I volunteer at a concession stand. Our registers are antiquated at best so we count up to make change. Because there is no display people argue with us incessantly. As the customer is always right we never argue back, we bow to their insistance. I mean if this was a business with bottom line count down at the end of the day we would be in big trouble. I learned to do math really fast in my head in 6th grade, so they want me on the counter most times I work, because I am fast. Hey it’s a real life skill I am proud of!
I"m 41. I was taught how to make change this way by old people who thought the New Math and the New New Math were dumb and wanted to show me how much easier their way was. I agreed. Ironically, the Newest New Math, Common Core, is, at its root, much more “counting up” in it’s approach to everything, and my generation lost it’s goddamn mind over the horror of it.
This defeats the purpose. It’s not about speed. It’s about efficiency. And part of that is making it clear that it’s the right amount of change without the customer having to recheck your mental subtraction, which may not be as accurate as you think.
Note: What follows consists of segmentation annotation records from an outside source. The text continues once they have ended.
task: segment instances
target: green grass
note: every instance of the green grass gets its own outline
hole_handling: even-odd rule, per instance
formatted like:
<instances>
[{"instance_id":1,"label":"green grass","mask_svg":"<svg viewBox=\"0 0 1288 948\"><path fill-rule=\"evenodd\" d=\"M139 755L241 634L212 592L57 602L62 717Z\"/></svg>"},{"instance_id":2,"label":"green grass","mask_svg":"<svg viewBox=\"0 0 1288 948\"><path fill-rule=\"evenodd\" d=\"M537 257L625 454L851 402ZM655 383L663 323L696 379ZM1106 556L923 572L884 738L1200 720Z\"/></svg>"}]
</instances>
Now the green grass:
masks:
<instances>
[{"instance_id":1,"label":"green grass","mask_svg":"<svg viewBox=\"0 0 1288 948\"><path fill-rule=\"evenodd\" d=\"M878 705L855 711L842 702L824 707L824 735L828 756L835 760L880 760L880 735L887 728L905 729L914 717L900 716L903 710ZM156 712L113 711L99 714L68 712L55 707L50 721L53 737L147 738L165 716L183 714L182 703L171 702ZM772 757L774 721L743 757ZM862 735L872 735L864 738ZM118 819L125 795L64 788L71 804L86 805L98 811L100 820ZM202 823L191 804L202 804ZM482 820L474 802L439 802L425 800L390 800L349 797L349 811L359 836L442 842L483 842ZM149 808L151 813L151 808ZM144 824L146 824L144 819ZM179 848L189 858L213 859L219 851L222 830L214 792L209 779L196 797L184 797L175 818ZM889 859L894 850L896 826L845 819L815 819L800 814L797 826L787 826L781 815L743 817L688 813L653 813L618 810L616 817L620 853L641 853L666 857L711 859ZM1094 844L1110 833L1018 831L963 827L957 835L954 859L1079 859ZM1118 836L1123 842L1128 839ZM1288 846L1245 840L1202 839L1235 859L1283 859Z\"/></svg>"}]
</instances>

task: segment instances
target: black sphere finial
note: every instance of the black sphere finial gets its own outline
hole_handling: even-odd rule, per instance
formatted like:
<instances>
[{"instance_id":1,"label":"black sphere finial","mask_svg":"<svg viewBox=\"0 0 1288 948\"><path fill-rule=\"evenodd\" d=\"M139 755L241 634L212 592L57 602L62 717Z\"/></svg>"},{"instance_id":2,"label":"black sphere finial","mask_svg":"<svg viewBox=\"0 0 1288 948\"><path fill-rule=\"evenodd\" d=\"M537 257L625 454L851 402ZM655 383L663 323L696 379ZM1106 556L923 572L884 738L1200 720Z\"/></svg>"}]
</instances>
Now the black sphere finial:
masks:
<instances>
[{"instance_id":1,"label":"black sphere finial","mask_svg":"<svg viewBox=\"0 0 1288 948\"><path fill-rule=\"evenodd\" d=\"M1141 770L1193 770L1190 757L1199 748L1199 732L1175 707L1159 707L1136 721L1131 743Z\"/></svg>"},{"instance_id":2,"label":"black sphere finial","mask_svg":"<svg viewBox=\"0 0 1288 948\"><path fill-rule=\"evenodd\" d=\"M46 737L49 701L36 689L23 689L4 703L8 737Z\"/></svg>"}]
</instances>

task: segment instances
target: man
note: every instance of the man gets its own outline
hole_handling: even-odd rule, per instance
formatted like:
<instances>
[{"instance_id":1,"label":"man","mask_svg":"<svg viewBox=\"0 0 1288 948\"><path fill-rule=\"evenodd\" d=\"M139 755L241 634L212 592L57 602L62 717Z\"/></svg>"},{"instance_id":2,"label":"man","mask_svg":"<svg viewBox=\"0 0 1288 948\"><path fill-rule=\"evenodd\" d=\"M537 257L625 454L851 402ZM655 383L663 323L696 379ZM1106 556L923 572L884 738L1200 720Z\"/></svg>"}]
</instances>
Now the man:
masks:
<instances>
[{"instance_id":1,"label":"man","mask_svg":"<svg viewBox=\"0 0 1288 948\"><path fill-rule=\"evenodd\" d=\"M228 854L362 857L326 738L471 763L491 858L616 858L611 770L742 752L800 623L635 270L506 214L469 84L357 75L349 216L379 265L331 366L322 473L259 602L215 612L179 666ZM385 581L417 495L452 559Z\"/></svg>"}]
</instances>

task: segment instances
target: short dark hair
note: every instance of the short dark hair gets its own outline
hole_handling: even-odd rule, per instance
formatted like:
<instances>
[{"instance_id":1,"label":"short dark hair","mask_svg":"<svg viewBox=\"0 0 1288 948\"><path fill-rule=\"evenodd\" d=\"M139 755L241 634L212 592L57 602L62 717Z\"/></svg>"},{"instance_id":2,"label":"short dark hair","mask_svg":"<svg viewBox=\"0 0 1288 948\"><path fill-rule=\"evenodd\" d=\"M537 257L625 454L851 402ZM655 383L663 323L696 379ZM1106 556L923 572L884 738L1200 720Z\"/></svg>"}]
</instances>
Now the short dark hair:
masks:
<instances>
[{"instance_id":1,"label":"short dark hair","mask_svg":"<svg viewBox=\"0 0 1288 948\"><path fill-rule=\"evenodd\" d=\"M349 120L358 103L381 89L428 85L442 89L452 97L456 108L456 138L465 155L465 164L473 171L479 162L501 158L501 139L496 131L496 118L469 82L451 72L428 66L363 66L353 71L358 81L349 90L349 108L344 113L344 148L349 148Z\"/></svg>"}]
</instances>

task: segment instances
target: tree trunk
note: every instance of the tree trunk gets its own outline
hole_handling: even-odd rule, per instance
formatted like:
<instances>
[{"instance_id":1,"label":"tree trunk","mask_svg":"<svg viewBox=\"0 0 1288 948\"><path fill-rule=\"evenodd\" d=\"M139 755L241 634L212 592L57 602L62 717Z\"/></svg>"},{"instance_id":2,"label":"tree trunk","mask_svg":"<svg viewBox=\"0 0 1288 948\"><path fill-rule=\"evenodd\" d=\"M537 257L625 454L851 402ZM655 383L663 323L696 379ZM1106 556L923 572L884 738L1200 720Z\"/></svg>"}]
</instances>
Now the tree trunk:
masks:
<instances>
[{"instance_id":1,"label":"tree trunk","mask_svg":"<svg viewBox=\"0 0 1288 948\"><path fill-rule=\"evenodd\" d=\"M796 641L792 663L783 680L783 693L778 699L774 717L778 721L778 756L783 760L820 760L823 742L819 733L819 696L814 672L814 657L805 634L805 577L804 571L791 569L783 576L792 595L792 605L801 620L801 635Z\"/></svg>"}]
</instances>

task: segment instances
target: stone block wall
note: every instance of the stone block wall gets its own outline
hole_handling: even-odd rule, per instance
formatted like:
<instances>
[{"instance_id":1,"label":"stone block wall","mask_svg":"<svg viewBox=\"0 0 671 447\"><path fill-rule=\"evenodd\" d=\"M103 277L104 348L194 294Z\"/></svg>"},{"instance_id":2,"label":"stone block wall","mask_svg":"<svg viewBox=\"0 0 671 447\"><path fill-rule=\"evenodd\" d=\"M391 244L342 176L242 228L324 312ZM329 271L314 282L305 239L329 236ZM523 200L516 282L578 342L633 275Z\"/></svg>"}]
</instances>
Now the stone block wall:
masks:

AARGH! There is no such thing as “Common Core” math. Common Core is a set of standards about what skills should normally be learned by what age. It neither introduces any new methods of teaching nor dictates any particular methods, other than specifying that students should learn multiple methods of solving certain types of problems.
But those standards stress things like understanding place value and knowing multiple ways to regroup–exactly the sort of thinking “counting up” involves, instead of rigidly sticking to the “borrowing” method.